No shirt, no shoes, no service would not have been a very successful business practice in ancient Egypt. For almost one thousand years the Egyptians maintained the same fashion trend. Men usually wore only a tunic around their waist. Women draped sheer fabric round their bodies. Children did not begin to wear clothes until they reached the age of twelve years. Nakedness was nothing to be concerned with in ancient Egypt.
Frescoes discovered on the island Santorini of Greece depicts young, Minoan men boxing in the buff. Historically, Greeks were well known for their lack of clothing. Many works of art preserved throughout this Mediterranean region proudly display the nude, athletic bodies of men and boys, although it was rare to see the artwork of this time portraying women and girls naked.

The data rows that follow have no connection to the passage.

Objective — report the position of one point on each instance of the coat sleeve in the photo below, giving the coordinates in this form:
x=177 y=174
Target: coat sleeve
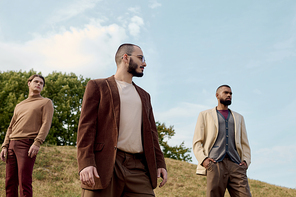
x=87 y=126
x=199 y=139
x=246 y=151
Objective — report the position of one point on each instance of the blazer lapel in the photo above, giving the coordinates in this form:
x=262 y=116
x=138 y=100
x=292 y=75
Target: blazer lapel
x=115 y=98
x=215 y=117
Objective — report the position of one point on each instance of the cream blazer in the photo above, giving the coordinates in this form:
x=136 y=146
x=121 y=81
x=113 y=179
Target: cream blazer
x=206 y=132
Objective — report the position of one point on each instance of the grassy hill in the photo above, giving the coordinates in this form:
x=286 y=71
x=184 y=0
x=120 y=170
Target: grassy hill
x=55 y=174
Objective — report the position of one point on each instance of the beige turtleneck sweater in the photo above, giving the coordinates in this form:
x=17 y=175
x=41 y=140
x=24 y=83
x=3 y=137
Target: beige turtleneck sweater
x=31 y=120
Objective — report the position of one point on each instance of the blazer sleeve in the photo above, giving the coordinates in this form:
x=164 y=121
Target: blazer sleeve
x=199 y=139
x=246 y=151
x=87 y=126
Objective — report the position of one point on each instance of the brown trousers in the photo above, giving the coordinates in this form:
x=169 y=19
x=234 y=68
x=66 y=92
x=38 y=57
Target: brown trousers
x=19 y=168
x=130 y=178
x=227 y=174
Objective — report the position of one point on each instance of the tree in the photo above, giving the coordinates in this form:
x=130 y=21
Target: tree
x=178 y=152
x=66 y=91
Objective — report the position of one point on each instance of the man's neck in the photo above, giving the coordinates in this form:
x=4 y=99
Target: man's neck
x=123 y=76
x=222 y=107
x=34 y=94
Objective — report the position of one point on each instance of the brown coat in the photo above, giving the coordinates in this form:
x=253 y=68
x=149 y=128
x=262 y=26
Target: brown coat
x=98 y=131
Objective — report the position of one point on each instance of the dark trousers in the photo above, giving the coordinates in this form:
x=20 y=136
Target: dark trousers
x=19 y=168
x=130 y=178
x=227 y=174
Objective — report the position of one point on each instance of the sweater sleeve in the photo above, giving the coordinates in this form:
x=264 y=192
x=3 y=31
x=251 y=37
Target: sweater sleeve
x=9 y=131
x=47 y=113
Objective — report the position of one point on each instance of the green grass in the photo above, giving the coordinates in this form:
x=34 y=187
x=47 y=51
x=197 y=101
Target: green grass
x=55 y=175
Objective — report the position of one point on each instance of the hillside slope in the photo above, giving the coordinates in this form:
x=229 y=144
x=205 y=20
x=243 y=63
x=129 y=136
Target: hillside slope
x=55 y=175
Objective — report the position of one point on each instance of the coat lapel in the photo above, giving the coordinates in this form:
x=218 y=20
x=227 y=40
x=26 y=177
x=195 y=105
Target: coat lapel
x=215 y=116
x=115 y=98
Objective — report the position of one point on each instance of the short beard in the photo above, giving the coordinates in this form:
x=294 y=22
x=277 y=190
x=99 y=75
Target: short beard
x=225 y=102
x=132 y=69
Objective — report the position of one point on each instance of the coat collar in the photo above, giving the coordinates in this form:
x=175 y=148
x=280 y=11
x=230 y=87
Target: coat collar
x=115 y=99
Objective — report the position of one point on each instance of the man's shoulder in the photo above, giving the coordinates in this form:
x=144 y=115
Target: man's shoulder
x=207 y=111
x=236 y=114
x=101 y=81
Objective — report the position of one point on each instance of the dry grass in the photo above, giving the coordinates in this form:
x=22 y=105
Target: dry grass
x=55 y=174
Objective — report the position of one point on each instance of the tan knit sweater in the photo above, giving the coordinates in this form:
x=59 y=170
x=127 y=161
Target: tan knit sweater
x=31 y=120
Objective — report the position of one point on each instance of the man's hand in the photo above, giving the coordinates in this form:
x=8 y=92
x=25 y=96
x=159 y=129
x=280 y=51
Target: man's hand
x=33 y=151
x=244 y=163
x=161 y=172
x=207 y=161
x=3 y=154
x=87 y=176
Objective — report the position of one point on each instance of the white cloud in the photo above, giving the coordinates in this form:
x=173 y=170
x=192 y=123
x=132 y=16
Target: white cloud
x=154 y=4
x=134 y=10
x=72 y=10
x=279 y=155
x=182 y=111
x=88 y=51
x=135 y=25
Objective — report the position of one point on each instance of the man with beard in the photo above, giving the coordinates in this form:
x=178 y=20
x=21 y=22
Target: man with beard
x=221 y=147
x=117 y=141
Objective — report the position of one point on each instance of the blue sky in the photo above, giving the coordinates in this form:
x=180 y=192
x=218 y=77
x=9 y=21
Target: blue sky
x=191 y=47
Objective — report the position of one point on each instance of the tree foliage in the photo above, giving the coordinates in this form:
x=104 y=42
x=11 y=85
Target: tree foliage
x=178 y=152
x=65 y=90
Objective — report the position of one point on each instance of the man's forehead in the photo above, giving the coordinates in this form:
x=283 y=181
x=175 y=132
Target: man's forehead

Spartan culture was famous for its prowess as a warrior nation. Warrior training was typically done naked. The arena, where Sparta conducted public sport for entertainment, was also performed naked. When they would hold public festivals or parades, women would often be nude so as to encourage faithfulness in their men when they were away at war. I guess the women really wanted to impress upon the memories of their men just exactly what they had to come home to! What a way to inspire a rapid victory rather than drag out a war for years!

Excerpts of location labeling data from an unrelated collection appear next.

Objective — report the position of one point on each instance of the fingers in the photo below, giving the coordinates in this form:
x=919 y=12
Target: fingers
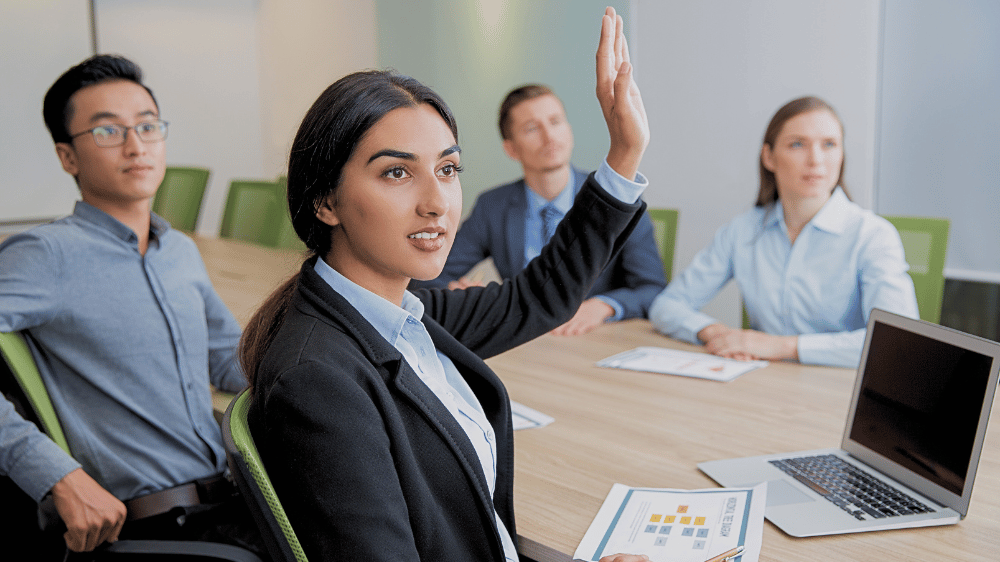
x=606 y=62
x=91 y=514
x=621 y=48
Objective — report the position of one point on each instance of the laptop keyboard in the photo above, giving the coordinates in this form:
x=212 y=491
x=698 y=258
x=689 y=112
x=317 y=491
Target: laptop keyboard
x=850 y=488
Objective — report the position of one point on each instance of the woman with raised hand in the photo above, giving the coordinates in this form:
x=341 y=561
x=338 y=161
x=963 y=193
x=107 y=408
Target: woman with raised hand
x=810 y=263
x=385 y=434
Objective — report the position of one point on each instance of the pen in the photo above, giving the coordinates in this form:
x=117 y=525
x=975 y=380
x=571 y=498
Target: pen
x=728 y=555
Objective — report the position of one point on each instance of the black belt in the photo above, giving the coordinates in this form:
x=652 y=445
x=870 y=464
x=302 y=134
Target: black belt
x=211 y=490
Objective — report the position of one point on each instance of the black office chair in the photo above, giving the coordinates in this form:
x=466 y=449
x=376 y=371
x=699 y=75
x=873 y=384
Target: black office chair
x=255 y=485
x=23 y=386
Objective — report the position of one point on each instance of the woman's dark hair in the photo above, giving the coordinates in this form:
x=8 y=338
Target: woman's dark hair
x=57 y=109
x=768 y=192
x=331 y=130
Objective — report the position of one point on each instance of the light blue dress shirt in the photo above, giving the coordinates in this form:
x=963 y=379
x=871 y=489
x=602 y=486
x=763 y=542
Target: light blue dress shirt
x=127 y=345
x=846 y=261
x=403 y=329
x=562 y=203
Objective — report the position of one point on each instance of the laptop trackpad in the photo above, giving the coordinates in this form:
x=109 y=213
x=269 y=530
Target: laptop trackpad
x=781 y=492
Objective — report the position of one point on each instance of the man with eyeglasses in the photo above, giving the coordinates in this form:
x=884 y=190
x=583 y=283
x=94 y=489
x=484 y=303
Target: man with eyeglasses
x=127 y=332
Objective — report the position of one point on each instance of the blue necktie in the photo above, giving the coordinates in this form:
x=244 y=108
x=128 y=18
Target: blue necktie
x=550 y=219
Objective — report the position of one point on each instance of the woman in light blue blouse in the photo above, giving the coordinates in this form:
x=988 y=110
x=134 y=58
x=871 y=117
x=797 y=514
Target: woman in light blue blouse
x=810 y=263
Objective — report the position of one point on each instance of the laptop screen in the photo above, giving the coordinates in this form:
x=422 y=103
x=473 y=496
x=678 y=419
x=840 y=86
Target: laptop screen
x=919 y=403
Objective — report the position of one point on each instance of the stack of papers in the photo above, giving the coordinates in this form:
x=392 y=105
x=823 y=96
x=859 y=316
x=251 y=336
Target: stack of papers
x=527 y=418
x=677 y=525
x=676 y=362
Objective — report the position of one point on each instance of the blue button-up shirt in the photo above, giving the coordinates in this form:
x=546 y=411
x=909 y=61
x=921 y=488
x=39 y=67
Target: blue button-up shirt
x=127 y=345
x=822 y=288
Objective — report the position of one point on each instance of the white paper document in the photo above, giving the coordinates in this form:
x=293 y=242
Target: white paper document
x=677 y=525
x=676 y=362
x=526 y=418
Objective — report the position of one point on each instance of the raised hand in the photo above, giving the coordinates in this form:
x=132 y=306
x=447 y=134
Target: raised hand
x=620 y=100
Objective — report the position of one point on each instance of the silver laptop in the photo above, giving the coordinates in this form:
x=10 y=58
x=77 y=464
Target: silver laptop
x=911 y=446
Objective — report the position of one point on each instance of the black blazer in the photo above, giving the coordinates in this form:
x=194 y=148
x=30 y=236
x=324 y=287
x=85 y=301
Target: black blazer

The Celts were known to engage in battle naked. Now, I suppose that could be pretty intimidating. If a fellow is courageous (or crazy) enough to attack in all his natural glory and is so confident in his abilities that he does not feel the need to protect and cover his bits, I myself might reconsider engaging in a fight with him. Other nations who experienced such a spectacle would describe it in their journals as a terrifying thing to see. Yes, I suppose a naked man charging at me with an enormous axe raised over his head would definitely cause me to tuck tail and run for my life.
However, as I observed these villagers sporting and having fun au naturel in the river, I was not struck dumb with fear. I was humbled and reminded of the simple, remote life that they live. There are no department stores to purchase bikinis. There is no electricity to link to a television to watch movies that would teach them shameful things about naked bodies that they were completely innocent of. I admired their openness and lack of inhibition that was pure in thought and in deed. I, however, was still imprisoned within my Puritan shackles and could not bring myself to join in the fun. That, to me, was my only regret of this memory.